The $15 billion New Zealand Superannuation Fund has made the investment, which has seen it purchase through Credit Suisse a long-duration swap intended to mimic the long-term ownership of a pool of underlying life insurance policies, which have been bought on the American life settlements market.
“How it works is that we pay synthetic premiums on the in-force policies and receive a benefit on each policy maturity,” an NZ Super spokesperson said.
“The anticipated IRR is commercially sensitive, however to make any investment we have to be convinced that it will contribute to our overall performance expectation of beating NZ T-Bills by 2.5 per cent or more over rolling 20-year periods.”
Unveiling the life settlements investment (but not the counterparty) in its 2008/09 annual report last month, the NZ Super Guardians offered a careful explanation to the Kiwi public.

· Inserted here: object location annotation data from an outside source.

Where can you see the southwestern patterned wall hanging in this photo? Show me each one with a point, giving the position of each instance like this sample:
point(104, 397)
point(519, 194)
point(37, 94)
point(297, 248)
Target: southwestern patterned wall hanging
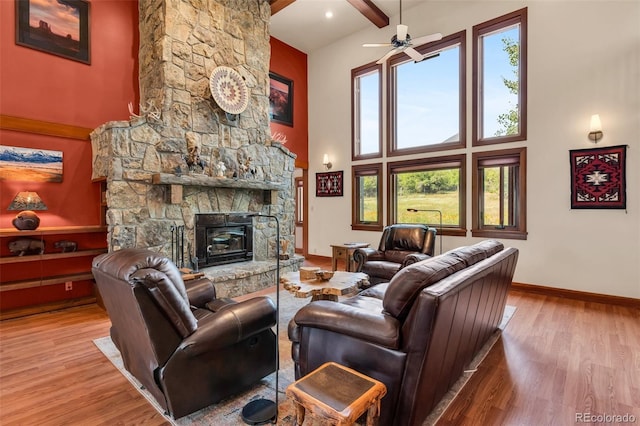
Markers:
point(329, 184)
point(598, 178)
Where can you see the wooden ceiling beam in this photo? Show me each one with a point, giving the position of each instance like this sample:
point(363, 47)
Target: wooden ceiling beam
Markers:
point(370, 11)
point(278, 5)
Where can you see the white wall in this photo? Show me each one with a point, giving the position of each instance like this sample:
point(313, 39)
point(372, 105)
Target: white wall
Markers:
point(584, 58)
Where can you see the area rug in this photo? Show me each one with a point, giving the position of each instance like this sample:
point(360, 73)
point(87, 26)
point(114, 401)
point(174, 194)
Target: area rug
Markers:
point(228, 412)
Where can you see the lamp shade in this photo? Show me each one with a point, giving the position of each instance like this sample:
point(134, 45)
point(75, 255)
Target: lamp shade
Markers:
point(26, 202)
point(595, 125)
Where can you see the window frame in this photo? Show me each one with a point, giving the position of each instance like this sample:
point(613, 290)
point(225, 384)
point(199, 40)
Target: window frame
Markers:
point(518, 17)
point(498, 158)
point(458, 38)
point(358, 171)
point(355, 122)
point(426, 164)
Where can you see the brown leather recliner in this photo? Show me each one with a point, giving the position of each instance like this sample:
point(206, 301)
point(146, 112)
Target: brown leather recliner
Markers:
point(416, 334)
point(400, 245)
point(188, 349)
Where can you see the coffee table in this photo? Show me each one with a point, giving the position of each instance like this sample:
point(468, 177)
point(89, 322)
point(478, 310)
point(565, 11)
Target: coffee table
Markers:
point(340, 284)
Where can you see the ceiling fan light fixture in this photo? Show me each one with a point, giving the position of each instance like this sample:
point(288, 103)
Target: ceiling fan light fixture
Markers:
point(401, 31)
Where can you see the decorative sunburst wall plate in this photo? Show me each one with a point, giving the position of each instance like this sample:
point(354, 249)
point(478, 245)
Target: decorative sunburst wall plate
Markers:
point(229, 90)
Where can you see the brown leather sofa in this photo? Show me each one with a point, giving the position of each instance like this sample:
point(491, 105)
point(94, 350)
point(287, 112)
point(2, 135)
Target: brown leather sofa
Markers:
point(401, 244)
point(415, 334)
point(186, 347)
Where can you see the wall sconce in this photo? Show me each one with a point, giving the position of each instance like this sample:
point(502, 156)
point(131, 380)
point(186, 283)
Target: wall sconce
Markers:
point(325, 161)
point(27, 219)
point(595, 128)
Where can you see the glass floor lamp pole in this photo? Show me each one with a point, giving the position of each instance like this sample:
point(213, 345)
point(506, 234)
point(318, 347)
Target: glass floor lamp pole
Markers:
point(260, 411)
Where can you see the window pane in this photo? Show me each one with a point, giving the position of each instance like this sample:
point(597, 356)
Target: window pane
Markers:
point(368, 117)
point(491, 200)
point(428, 101)
point(368, 199)
point(428, 190)
point(500, 82)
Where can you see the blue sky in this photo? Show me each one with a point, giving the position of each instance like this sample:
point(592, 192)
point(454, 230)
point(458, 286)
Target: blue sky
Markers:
point(428, 96)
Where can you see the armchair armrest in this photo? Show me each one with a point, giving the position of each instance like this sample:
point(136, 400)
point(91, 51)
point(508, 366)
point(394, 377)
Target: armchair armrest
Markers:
point(200, 291)
point(231, 325)
point(373, 327)
point(414, 258)
point(362, 255)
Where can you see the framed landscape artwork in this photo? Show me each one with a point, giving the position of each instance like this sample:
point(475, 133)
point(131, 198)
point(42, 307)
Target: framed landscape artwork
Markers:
point(26, 164)
point(280, 99)
point(598, 178)
point(58, 27)
point(329, 184)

“Life settlements are where an insured person transfers the payout benefit of their life insurance policy to a third party, in order to realise a significantly greater than usual surrender value for the policy than from the original insurer. The third party maintains the premiums and receives the payout when the insured person dies. The investment improves the diversification of the Fund as the returns from life settlements are uncorrelated with returns from financial markets. The Guardians do not own individual policies. Rather, the Fund’s exposure is a contract underpinned by a pool of policies.”
“It remains the case that the returns from the portfolio are directly linked to deaths. The portfolio consists entirely of policies belonging to insured people in the United States where life settlements regulation has been tightened due to ethical concerns relating to privacy, transparency of documentation and manipulation of the insured people. The Guardians are very conscious of these concerns and the investment sourcing process has a number of safeguards accordingly. These include ensuring that each insured person has their own advisor; that the insured’s spouse and all beneficiaries named in the policy sign the transfer document and that the investment manager has a ‘closing call’ with the insured to ensure they have understood the transaction before it is finalised.”
The NZ Super spokesperson said the life settlements investment had not attracted any attention from the country’s tabloid press as yet, unlike in Australia where investors such as the Victorian Funds Management Corporation have been castigated for buying into “death funds”.